STF ignora a reforma da CLT e altera correção de passivos

Publicado em 07/12/2017 por Valor Online

Em vigor desde o mês passado, a reforma trabalhista fixou a Taxa Referencial (TR), índice de correção das aplicações em caderneta de poupança e dos financiamentos imobiliários, como indexador das dívidas trabalhistas. Na terça-feira, porém, o Supremo Tribunal Federal (STF) deu carta branca à Justiça do Trabalho para continuar usando o IPCA-E, indicador trimestral de inflação. A decisão do STF terá impacto negativo nas provisões das empresas.
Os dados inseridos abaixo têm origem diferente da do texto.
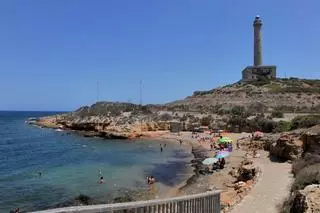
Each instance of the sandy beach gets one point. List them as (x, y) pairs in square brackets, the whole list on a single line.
[(252, 196)]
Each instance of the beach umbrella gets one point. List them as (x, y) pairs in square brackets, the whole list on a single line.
[(222, 154), (258, 134), (209, 161), (224, 140)]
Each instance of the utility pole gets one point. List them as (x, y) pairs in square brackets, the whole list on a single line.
[(98, 92), (140, 92)]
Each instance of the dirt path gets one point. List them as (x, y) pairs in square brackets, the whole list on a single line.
[(270, 190)]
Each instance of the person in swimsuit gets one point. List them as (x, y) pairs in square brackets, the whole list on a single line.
[(101, 180)]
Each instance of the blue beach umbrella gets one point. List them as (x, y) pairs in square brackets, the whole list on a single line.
[(209, 161), (224, 140), (222, 154)]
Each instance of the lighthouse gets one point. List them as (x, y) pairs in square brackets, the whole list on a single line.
[(258, 71)]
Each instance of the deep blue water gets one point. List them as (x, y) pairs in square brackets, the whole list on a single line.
[(70, 164)]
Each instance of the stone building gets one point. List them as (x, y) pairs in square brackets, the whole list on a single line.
[(258, 71)]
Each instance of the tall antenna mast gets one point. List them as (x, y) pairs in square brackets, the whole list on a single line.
[(140, 92), (98, 92)]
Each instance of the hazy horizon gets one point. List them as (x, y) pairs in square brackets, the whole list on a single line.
[(54, 53)]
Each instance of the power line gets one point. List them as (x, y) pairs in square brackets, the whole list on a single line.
[(98, 92), (140, 92)]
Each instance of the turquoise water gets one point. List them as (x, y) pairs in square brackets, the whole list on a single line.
[(70, 165)]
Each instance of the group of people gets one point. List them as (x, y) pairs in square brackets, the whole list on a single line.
[(216, 166), (151, 180)]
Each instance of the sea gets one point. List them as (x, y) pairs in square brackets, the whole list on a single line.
[(70, 164)]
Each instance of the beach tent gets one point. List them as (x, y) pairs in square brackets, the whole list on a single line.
[(209, 161), (244, 135), (224, 140), (258, 134), (222, 154)]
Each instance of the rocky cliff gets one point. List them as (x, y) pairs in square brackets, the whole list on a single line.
[(288, 95)]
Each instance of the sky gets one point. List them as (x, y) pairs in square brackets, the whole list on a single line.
[(55, 53)]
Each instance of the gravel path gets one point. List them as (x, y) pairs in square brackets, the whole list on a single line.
[(270, 190)]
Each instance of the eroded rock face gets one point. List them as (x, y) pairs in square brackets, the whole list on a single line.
[(311, 140), (287, 147), (247, 171), (307, 200)]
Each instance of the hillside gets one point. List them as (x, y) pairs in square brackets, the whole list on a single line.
[(287, 95), (236, 107)]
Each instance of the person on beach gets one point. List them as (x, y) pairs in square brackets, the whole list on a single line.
[(238, 144), (101, 180), (151, 180)]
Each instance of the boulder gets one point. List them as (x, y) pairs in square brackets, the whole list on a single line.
[(287, 147), (307, 200), (311, 139)]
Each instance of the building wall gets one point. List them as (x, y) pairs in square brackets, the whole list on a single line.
[(252, 73)]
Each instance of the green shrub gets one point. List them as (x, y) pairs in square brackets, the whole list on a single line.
[(308, 160), (283, 126), (166, 117), (206, 121), (305, 121), (277, 114), (307, 176)]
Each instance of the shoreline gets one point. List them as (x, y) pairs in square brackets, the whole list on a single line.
[(195, 183)]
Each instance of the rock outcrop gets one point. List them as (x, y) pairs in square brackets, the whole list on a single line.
[(307, 200), (285, 94), (287, 147), (311, 139), (247, 171)]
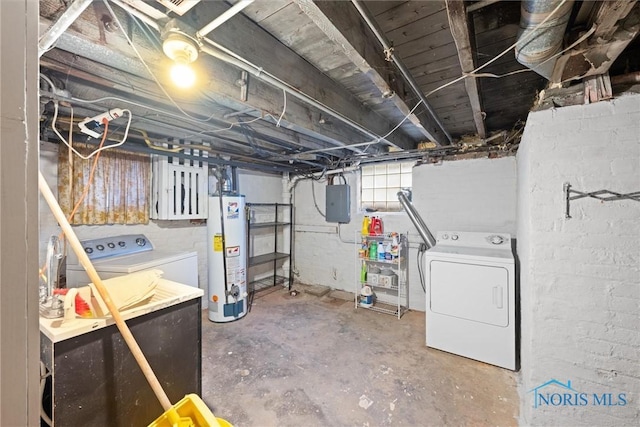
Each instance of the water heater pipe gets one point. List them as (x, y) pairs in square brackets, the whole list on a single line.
[(415, 217)]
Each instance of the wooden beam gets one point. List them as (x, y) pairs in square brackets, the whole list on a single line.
[(462, 31), (342, 24), (219, 83), (617, 23), (248, 40), (480, 4), (607, 15)]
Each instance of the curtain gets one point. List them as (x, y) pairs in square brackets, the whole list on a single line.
[(118, 193)]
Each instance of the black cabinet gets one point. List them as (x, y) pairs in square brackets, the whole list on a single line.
[(94, 380)]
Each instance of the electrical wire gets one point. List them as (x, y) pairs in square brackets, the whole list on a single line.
[(284, 108), (76, 152), (315, 203), (169, 97)]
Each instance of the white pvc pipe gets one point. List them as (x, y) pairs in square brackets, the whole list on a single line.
[(60, 26), (224, 17)]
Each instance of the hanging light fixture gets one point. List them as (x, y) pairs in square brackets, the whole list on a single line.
[(182, 50)]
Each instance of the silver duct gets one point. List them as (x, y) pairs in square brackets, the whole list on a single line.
[(415, 217), (536, 47)]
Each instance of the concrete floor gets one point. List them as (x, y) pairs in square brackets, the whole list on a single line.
[(317, 361)]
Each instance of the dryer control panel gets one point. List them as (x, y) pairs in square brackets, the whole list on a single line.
[(472, 239)]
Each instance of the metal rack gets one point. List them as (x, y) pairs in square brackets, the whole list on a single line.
[(388, 299), (602, 195), (274, 218)]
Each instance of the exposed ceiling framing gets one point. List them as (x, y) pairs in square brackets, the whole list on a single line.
[(301, 85)]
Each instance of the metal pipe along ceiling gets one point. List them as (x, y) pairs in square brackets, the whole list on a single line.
[(60, 26), (534, 50), (223, 54), (403, 70)]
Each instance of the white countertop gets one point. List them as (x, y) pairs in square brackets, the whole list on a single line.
[(167, 294)]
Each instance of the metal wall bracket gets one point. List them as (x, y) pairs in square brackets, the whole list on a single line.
[(602, 195)]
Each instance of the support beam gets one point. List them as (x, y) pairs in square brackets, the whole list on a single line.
[(463, 35), (19, 237), (221, 87), (608, 14), (480, 4), (616, 24), (341, 23), (269, 54)]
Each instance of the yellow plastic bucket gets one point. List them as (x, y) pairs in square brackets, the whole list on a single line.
[(192, 412)]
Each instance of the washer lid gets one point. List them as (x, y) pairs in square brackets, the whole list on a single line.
[(463, 252), (136, 262)]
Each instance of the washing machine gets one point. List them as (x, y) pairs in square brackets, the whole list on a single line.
[(119, 255), (471, 302)]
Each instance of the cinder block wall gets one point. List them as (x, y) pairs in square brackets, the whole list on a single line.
[(465, 195), (178, 236), (580, 277)]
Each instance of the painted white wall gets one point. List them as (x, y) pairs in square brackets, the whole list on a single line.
[(177, 236), (466, 195), (580, 280)]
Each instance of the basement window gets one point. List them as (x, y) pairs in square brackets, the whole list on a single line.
[(380, 184)]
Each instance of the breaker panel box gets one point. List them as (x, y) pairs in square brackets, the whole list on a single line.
[(338, 203)]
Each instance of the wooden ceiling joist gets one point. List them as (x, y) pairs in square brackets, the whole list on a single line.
[(462, 31)]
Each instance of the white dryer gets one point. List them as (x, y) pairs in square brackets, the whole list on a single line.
[(471, 304)]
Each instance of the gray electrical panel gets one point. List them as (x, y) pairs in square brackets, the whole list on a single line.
[(338, 204)]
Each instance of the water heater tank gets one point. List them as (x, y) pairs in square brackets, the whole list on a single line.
[(227, 258)]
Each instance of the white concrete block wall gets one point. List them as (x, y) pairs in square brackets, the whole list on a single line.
[(178, 236), (580, 277), (466, 195)]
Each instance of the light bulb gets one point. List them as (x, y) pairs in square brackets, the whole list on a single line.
[(182, 75)]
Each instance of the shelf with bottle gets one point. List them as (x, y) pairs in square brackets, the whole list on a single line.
[(382, 269), (382, 249)]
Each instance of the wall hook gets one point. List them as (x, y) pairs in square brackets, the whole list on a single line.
[(602, 195)]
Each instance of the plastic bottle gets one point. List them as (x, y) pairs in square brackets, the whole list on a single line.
[(381, 251), (366, 222), (387, 251), (373, 250), (394, 246), (376, 226)]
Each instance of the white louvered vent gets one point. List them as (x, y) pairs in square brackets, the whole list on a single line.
[(179, 6), (179, 188)]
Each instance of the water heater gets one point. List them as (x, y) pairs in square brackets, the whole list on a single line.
[(227, 256)]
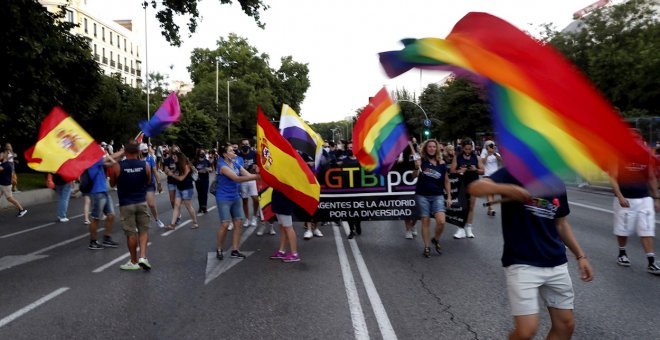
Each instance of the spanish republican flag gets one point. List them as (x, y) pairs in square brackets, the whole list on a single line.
[(63, 147), (282, 168)]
Neste ano, a distância entre os índices diminuiu - a TR acumula variação, até setembro, de 0,60% e o IPCA-E, de 2,56%. A diferença já foi bem maior, tendo superado dez pontos percentuais em 2015, quando a inflação, medida pelo IPCA-E, chegou a 10,7%. As dívidas, agora, poderão ser corrigidas pela inflação acumulada medida por esse índice. LEIA MAIS Supremo mantém correção de ações trabalhistas pelo IPCA-E A decisão do STF foi dada em julgamento de reclamação ajuizada pela Federação Nacional dos Bancos (Fenaban). A entidade questionava determinação de 2015 do Tribunal Superior do Trabalho (TST), que estabeleceu a adoção do IPCA-E, em vez da TR, para atualizar os débitos trabalhistas. Antes do julgamento do Supremo, o Tribunal Regional do Trabalho (TRT) do Rio Grande do Sul decidira pela manutenção do percentual mais favorável ao trabalhador. Em sua primeira jornada sobre a reforma trabalhista, aprovou enunciado que rejeitou a aplicação da TR. Os desembargadores consideraram inconstitucional o parágrafo 7º do artigo 879 da Consolidação das Leis do Trabalho (CLT), incluído na reforma. Advogados aguardam a publicação da decisão do Supremo para ter ideia de seu alcance e como ela será aplicada pelos demais juízes. Apesar de o julgamento, a princípio, não ter entrado no mérito quanto à constitucionalidade da aplicação da TR, a deliberação serve de alerta para as empresas. Na prática, a Justiça está mudando as alterações nas leis trabalhistas aprovadas no Congresso.